It’s almost impossible to be thrown out of the Gardaí, but former police detective Jack Taylor has managed it…
Following the death of his father, Jack finds himself disgraced, unemployed, and drinking himself into oblivion when he is asked to privately investigate a teenage suicide.
The case is one of several successive suicides from the same bridge in Galway, and all the victims are teenage females.
The Irish police, the Guards, are quick to dismiss the deaths as coincidences, suggesting the bridge has become a destination spot for depressed teens.
However, when he is approached by Ann Henderson, the mother of one of the girls, Jack begins to uncover facts that suggest otherwise…
Plunged into a dangerous confrontation with the police and a powerful but suspicious businessman, Jack finds himself questioning his instincts, his motives, and who – if anyone – he can trust.
The Guards, winner of the Shamus Award for Best Novel and finalist for Edgar Award for Best Novel, is the first title in Ken Bruen’s best-selling crime series featuring Jack Taylor.

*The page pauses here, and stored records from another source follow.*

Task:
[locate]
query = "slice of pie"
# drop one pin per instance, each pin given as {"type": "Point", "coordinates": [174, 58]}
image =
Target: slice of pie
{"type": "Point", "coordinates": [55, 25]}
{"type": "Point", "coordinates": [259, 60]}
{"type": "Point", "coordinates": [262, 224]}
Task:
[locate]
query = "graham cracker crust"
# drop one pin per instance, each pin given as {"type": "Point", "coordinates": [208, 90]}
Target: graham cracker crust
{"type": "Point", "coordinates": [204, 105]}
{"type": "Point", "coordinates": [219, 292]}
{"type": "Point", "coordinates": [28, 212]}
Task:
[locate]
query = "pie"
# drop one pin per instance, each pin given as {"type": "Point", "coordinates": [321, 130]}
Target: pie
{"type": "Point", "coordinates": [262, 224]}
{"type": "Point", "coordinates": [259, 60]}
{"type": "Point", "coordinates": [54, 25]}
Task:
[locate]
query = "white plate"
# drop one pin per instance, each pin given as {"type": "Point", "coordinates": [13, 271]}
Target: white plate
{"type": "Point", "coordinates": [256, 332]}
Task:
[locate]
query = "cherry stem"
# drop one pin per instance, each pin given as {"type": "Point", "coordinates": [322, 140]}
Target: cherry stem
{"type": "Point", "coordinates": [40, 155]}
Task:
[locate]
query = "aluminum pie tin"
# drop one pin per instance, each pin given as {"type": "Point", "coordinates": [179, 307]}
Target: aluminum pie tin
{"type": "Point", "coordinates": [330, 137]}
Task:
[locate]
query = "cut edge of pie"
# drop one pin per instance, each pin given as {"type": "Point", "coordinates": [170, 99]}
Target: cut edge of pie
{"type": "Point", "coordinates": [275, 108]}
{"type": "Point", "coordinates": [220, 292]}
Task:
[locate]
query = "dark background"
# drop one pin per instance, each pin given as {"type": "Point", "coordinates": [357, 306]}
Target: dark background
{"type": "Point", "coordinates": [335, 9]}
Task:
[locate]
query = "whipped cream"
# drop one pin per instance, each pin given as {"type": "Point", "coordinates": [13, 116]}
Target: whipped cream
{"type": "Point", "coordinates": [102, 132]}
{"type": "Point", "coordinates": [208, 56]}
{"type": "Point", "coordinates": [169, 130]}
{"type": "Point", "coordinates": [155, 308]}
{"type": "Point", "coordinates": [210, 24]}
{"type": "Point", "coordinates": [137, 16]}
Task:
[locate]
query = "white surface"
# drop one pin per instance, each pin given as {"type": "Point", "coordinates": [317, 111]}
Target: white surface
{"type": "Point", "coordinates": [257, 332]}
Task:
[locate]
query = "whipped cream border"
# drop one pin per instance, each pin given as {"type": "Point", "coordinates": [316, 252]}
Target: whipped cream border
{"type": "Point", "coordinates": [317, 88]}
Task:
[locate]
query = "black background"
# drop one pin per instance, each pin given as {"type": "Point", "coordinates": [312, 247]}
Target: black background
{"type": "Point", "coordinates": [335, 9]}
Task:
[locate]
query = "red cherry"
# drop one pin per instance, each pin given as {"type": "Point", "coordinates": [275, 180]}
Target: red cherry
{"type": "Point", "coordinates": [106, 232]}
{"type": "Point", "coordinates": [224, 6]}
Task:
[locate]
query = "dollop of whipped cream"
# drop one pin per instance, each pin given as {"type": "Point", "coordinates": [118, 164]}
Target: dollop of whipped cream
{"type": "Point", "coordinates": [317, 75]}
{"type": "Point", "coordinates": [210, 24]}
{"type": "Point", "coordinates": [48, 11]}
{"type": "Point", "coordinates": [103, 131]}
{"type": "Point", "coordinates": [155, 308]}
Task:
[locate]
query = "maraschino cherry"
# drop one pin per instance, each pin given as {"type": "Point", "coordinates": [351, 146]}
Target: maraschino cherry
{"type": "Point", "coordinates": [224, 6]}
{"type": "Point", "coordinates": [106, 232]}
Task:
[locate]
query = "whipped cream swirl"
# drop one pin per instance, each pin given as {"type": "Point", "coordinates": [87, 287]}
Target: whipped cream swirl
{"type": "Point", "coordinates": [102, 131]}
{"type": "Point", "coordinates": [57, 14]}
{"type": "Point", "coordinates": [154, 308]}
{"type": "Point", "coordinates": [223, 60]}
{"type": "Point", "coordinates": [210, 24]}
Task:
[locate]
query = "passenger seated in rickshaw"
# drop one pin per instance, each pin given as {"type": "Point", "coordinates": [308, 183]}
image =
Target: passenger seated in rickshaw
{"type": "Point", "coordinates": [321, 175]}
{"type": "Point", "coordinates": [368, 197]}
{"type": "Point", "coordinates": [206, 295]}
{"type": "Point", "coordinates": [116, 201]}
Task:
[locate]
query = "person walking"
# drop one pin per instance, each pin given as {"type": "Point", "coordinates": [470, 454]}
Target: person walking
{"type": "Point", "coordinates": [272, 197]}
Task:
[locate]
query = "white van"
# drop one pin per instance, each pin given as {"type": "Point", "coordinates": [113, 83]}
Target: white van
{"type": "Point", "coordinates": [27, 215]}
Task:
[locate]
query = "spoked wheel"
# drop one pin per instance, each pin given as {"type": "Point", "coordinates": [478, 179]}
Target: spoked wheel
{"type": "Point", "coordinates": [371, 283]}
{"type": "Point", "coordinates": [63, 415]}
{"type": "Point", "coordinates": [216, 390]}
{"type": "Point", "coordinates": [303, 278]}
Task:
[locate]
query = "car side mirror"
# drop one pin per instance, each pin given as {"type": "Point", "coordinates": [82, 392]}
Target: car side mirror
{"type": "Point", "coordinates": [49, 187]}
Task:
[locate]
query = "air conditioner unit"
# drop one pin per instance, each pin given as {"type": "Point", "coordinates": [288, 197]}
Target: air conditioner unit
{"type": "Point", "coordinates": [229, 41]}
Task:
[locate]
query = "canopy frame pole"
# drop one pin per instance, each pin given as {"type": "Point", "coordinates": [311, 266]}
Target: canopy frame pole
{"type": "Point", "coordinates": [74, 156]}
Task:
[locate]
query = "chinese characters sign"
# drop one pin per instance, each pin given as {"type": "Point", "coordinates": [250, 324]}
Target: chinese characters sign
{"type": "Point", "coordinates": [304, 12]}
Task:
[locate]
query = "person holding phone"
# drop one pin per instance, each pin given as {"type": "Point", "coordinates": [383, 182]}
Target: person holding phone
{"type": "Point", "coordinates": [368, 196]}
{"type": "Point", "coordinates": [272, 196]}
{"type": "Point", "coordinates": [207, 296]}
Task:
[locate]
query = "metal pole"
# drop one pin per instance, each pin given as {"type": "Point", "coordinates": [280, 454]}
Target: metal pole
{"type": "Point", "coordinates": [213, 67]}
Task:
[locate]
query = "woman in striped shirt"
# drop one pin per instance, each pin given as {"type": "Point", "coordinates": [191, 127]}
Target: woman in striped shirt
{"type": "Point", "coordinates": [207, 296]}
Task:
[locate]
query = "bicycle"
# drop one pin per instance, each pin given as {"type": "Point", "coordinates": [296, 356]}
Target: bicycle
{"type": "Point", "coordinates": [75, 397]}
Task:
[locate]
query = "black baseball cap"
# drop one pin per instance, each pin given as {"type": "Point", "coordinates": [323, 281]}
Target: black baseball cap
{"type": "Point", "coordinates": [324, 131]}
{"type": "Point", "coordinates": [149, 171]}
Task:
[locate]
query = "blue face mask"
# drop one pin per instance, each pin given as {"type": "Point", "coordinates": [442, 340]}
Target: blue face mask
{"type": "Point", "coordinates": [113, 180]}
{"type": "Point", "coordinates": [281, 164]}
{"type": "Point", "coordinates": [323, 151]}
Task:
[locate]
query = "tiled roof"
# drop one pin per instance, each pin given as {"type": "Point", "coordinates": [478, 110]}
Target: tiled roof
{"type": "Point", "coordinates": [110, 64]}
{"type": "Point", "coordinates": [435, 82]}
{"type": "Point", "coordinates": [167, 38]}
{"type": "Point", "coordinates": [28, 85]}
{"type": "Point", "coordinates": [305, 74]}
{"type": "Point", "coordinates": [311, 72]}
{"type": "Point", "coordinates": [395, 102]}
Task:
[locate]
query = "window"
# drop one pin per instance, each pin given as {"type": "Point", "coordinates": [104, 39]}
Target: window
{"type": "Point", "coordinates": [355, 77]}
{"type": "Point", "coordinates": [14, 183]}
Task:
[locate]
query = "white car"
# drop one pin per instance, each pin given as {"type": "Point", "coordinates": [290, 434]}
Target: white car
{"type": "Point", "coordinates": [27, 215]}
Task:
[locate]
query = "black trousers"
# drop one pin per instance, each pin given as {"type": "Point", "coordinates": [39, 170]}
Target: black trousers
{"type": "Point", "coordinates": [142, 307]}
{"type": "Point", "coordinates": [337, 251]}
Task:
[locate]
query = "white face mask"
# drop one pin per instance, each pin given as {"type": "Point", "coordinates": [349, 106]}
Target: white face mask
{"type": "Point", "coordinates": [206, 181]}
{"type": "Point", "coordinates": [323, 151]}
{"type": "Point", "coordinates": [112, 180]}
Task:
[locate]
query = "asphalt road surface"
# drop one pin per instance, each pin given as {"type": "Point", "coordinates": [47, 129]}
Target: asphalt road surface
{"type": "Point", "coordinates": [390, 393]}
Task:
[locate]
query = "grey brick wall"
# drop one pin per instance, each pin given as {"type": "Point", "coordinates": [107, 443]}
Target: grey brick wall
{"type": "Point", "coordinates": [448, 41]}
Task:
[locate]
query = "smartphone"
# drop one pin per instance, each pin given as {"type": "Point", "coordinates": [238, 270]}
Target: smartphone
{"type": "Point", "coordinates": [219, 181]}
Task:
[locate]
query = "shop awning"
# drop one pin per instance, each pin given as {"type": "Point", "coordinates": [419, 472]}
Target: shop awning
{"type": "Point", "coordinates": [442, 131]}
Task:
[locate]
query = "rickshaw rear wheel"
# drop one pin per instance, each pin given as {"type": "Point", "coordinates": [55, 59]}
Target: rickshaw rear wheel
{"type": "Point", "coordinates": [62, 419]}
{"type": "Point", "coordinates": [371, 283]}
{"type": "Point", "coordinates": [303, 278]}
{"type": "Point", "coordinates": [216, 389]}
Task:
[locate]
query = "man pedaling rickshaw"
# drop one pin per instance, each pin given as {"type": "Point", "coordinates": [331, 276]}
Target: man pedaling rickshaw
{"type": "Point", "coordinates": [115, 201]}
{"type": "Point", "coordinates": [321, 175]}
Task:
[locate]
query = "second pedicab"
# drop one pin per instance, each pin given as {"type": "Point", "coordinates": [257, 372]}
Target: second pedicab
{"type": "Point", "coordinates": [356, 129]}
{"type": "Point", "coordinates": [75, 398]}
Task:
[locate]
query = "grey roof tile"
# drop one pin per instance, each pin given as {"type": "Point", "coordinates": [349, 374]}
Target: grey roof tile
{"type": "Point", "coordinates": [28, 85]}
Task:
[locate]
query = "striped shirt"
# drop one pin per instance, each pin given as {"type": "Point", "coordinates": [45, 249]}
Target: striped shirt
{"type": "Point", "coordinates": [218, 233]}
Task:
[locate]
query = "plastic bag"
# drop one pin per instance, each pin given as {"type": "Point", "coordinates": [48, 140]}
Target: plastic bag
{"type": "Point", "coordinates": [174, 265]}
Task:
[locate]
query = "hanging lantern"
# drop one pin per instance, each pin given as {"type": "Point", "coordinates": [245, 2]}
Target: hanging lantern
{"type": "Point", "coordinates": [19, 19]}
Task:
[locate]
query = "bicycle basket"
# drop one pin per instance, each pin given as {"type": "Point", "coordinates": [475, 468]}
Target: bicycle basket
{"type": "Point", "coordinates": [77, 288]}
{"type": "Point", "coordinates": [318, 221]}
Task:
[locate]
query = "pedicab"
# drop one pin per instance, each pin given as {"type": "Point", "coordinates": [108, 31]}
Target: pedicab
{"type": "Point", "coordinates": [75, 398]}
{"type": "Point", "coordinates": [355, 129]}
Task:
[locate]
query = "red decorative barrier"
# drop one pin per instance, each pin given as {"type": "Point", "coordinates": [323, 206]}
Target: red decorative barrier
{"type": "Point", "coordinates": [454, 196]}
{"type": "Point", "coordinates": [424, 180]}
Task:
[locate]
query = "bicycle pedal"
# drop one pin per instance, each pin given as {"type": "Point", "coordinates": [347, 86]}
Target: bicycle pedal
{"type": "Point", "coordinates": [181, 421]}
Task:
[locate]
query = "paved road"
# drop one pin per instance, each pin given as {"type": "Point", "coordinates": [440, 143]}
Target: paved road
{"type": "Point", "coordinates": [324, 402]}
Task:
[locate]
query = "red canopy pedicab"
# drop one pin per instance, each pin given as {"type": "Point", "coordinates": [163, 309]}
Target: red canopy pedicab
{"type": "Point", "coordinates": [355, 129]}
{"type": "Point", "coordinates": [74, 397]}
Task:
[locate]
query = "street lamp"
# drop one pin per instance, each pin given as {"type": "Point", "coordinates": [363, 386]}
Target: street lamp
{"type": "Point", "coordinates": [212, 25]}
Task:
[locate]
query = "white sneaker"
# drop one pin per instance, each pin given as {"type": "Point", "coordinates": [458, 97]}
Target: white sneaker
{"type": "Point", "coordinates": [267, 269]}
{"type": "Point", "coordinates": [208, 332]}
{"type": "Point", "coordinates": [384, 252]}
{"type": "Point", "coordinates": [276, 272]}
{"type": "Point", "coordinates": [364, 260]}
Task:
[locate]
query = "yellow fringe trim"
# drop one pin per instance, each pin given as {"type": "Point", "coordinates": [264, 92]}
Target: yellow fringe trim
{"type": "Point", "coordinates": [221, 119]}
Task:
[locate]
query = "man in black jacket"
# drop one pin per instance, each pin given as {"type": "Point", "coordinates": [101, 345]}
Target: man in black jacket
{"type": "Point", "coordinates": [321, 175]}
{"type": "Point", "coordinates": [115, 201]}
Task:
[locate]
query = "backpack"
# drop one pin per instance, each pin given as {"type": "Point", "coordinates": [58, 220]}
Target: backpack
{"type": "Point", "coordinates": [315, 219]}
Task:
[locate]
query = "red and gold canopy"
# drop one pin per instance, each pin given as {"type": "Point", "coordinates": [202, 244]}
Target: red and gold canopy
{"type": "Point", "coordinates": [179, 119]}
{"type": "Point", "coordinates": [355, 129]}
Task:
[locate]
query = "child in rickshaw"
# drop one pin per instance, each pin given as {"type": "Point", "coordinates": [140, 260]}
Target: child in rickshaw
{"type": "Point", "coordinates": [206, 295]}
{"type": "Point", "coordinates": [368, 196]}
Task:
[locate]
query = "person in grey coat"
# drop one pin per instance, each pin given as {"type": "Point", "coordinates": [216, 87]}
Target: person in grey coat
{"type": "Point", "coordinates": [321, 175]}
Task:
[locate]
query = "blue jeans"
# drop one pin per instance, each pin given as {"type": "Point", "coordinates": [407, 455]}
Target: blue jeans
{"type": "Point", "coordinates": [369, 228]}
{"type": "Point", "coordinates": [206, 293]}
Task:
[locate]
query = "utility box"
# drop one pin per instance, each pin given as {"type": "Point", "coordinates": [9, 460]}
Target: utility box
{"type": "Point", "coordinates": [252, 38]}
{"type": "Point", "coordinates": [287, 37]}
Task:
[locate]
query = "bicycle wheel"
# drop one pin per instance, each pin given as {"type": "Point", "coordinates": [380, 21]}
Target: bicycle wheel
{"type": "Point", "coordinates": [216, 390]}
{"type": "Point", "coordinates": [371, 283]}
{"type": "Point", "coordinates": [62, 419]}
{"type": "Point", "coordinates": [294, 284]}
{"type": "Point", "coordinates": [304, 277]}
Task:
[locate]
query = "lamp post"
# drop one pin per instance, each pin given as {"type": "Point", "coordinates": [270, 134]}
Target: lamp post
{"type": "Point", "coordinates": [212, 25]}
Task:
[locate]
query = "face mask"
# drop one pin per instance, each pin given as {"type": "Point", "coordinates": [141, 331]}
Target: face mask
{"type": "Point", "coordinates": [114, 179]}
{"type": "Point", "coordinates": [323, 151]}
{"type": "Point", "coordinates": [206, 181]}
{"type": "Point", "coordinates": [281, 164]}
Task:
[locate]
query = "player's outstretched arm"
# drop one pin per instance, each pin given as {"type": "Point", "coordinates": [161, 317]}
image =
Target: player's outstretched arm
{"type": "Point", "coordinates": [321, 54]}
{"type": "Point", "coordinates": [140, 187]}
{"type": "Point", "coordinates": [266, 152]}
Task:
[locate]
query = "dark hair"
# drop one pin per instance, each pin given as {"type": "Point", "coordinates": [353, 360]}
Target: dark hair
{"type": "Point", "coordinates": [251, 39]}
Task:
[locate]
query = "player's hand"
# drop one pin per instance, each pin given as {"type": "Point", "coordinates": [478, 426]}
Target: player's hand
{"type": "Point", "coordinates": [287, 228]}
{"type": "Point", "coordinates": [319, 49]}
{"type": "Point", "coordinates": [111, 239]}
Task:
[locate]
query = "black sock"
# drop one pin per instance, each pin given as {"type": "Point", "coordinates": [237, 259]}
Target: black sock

Praise for the Jack Taylor Series:
“Taylor is a classic figure: an ex-cop turned seedy private eye . . . The book’s pleasure comes from listening to Taylor’s eloquent rants, studded with references to songs and books. His voice is wry and bittersweet, but somehow always hopeful.”— Seattle Times
“Ken Bruen, Ireland’s first real crime novelist . . . the Godfather of the modern Irish crime novel . . . Bruen writes in machine gun fashion, his words verbal bullets that rip through the veneer of the safe bourgeois Catholic society in which he was reared . . . The acerbic wit and off-the-wall comments throughout all the books are somewhat reminiscent of the work of Raymond Chandler and Peter Cheyenne.”— Irish Times
"Ken Bruen doesn't need a lot of words to tell his tales of perpetually falling Irish angel Jack Taylor—he knows the right ones. Bruen gets more done in a paragraph, a word, even a fragment of a word, than most writers get in an entire four-hundred page doorstop. If his prose was any sharper, your eyeballs would bleed."— Mystery Scene
“One sign of a winning detective series is how much fun the author has with the creation. In the 11th Jack Taylor novel, Green Hell, Ken Bruen is having a shameless good time . . . Go ahead—crack open Green Hell and have some fun.”— Shelf Awareness
“The Taylor series is generally very pleasurable to read . . . filled with a glorious love of the language and an engaging protagonist who is unlike almost any other. It’s unclear at this point how many more go-arounds Taylor has left in him . . . but it will be a privilege to be with him for as long as he’s able.”— Strand Magazine
Ken Bruen received a doctorate in metaphysics, taught English in Africa, and then became a crime novelist. The critically acclaimed author of ten previous Jack Taylor novels and The White Trilogy, he is the recipient of two Barry Awards and two Shamus Awards and has twice been a finalist for the Edgar Award. He lives in Galway, Ireland.